Thursday, 6 February 2014

Fiery End For Fake Chagall?


I’ve been following the outcome of the most recent episode of the wonderfully entertaining BBC’s Fake or Fortune with real interest. The ‘Fake’ in question is a Chagall brought for £100,000.  The F2F created a compelling combination of science and speculation good enough to present to the Chagall evaluation committee. That was then the trouble started.

The Committee decided it was a fake so they could exercise their moral right , under French Law,  to burn the painting !

This fiery fate for fakes is astonishingly the norm for those paintings ruled as forgeries by these French evaluation committees.

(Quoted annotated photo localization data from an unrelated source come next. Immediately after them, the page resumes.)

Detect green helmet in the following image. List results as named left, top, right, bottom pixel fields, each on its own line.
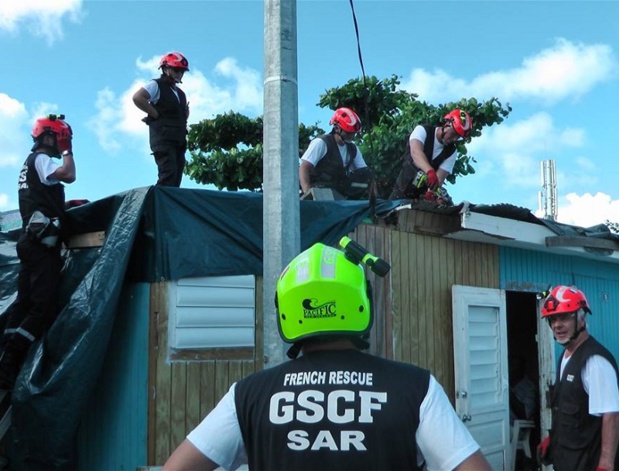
left=275, top=243, right=372, bottom=345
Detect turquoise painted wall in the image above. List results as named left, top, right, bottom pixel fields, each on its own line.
left=499, top=246, right=619, bottom=361
left=75, top=282, right=150, bottom=471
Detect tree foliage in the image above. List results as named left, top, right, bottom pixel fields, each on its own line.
left=185, top=75, right=512, bottom=197
left=186, top=112, right=323, bottom=191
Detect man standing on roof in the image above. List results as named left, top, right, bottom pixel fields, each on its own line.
left=299, top=107, right=372, bottom=200
left=0, top=114, right=76, bottom=390
left=538, top=285, right=619, bottom=471
left=133, top=51, right=190, bottom=187
left=389, top=109, right=473, bottom=203
left=163, top=239, right=492, bottom=471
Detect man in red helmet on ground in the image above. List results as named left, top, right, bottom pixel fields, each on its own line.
left=389, top=109, right=473, bottom=203
left=0, top=114, right=76, bottom=390
left=133, top=51, right=190, bottom=187
left=538, top=285, right=619, bottom=471
left=299, top=107, right=371, bottom=200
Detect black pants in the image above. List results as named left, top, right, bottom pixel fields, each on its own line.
left=1, top=232, right=63, bottom=358
left=153, top=145, right=186, bottom=187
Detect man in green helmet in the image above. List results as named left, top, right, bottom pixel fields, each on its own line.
left=164, top=241, right=491, bottom=471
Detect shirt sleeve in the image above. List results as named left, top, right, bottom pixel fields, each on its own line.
left=416, top=375, right=480, bottom=471
left=34, top=153, right=61, bottom=185
left=583, top=355, right=619, bottom=415
left=300, top=138, right=328, bottom=166
left=187, top=383, right=247, bottom=471
left=143, top=80, right=160, bottom=104
left=350, top=145, right=367, bottom=170
left=410, top=125, right=427, bottom=145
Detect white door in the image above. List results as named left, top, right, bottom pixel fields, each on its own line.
left=452, top=285, right=510, bottom=470
left=536, top=297, right=556, bottom=471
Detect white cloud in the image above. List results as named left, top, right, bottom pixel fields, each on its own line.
left=89, top=56, right=263, bottom=155
left=467, top=112, right=585, bottom=188
left=0, top=193, right=9, bottom=211
left=402, top=38, right=618, bottom=104
left=556, top=192, right=619, bottom=227
left=0, top=93, right=29, bottom=168
left=88, top=88, right=125, bottom=154
left=0, top=0, right=83, bottom=44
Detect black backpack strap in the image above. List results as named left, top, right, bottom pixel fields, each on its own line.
left=344, top=142, right=357, bottom=173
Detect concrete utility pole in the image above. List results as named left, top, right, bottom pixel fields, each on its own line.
left=262, top=0, right=300, bottom=368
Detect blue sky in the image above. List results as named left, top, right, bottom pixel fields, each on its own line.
left=1, top=0, right=618, bottom=227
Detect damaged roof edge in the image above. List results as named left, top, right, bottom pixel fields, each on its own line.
left=445, top=209, right=619, bottom=263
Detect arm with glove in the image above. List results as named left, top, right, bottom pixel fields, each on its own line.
left=537, top=435, right=551, bottom=466
left=410, top=139, right=445, bottom=190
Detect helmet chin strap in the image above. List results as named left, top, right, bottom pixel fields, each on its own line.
left=556, top=320, right=586, bottom=346
left=162, top=69, right=182, bottom=84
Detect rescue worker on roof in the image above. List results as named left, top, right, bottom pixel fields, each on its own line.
left=0, top=114, right=76, bottom=390
left=537, top=285, right=619, bottom=471
left=299, top=107, right=372, bottom=200
left=389, top=109, right=473, bottom=204
left=133, top=51, right=190, bottom=187
left=163, top=239, right=491, bottom=471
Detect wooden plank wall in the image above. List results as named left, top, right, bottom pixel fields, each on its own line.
left=390, top=226, right=500, bottom=401
left=146, top=218, right=500, bottom=464
left=148, top=278, right=264, bottom=466
left=352, top=223, right=393, bottom=359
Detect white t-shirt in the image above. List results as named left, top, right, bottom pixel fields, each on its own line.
left=410, top=125, right=457, bottom=174
left=187, top=375, right=479, bottom=471
left=301, top=137, right=367, bottom=171
left=143, top=79, right=180, bottom=104
left=560, top=353, right=619, bottom=415
left=34, top=153, right=61, bottom=185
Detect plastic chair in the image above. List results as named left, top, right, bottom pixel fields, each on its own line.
left=510, top=419, right=535, bottom=471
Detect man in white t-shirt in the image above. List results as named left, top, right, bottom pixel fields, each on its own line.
left=390, top=109, right=473, bottom=203
left=164, top=240, right=491, bottom=471
left=133, top=51, right=190, bottom=187
left=0, top=115, right=76, bottom=390
left=539, top=285, right=619, bottom=471
left=299, top=107, right=371, bottom=200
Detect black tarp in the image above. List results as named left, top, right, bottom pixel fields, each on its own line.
left=0, top=186, right=399, bottom=470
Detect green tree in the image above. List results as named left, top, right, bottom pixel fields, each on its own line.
left=186, top=112, right=323, bottom=191
left=185, top=75, right=512, bottom=197
left=318, top=75, right=511, bottom=196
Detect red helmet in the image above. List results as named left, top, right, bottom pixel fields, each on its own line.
left=541, top=285, right=592, bottom=318
left=329, top=107, right=361, bottom=133
left=31, top=114, right=73, bottom=153
left=444, top=109, right=472, bottom=138
left=159, top=51, right=189, bottom=71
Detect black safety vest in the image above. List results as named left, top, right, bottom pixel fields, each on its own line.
left=234, top=349, right=429, bottom=471
left=308, top=133, right=358, bottom=195
left=17, top=152, right=65, bottom=228
left=149, top=78, right=188, bottom=149
left=550, top=336, right=619, bottom=471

I very much agree with what the Daily Telegraph article on the saga  "the process of authentication owes rather more to consensus than to science". To my mind, what is art is what the consensus say. This might not be an actual Chagall but it is art that struck an aesthetic chord with a number of people - a consensus which  included some very informed people. To destroy the work is an act of vandalism. To sell it as a Chagall is a crime. I agree with the owner that the painting should be returned to its owner with the reverse permanently stamped FORGERY.

As I write Thur Feb 6th the case is not over yet the suspicion is that the Chagall committee is waiting for the fuss to die down then they’ll quietly destroy it. Hopefully the committee will see sense and stop this act of vandalism, for the latest check out ArtHistoryNews.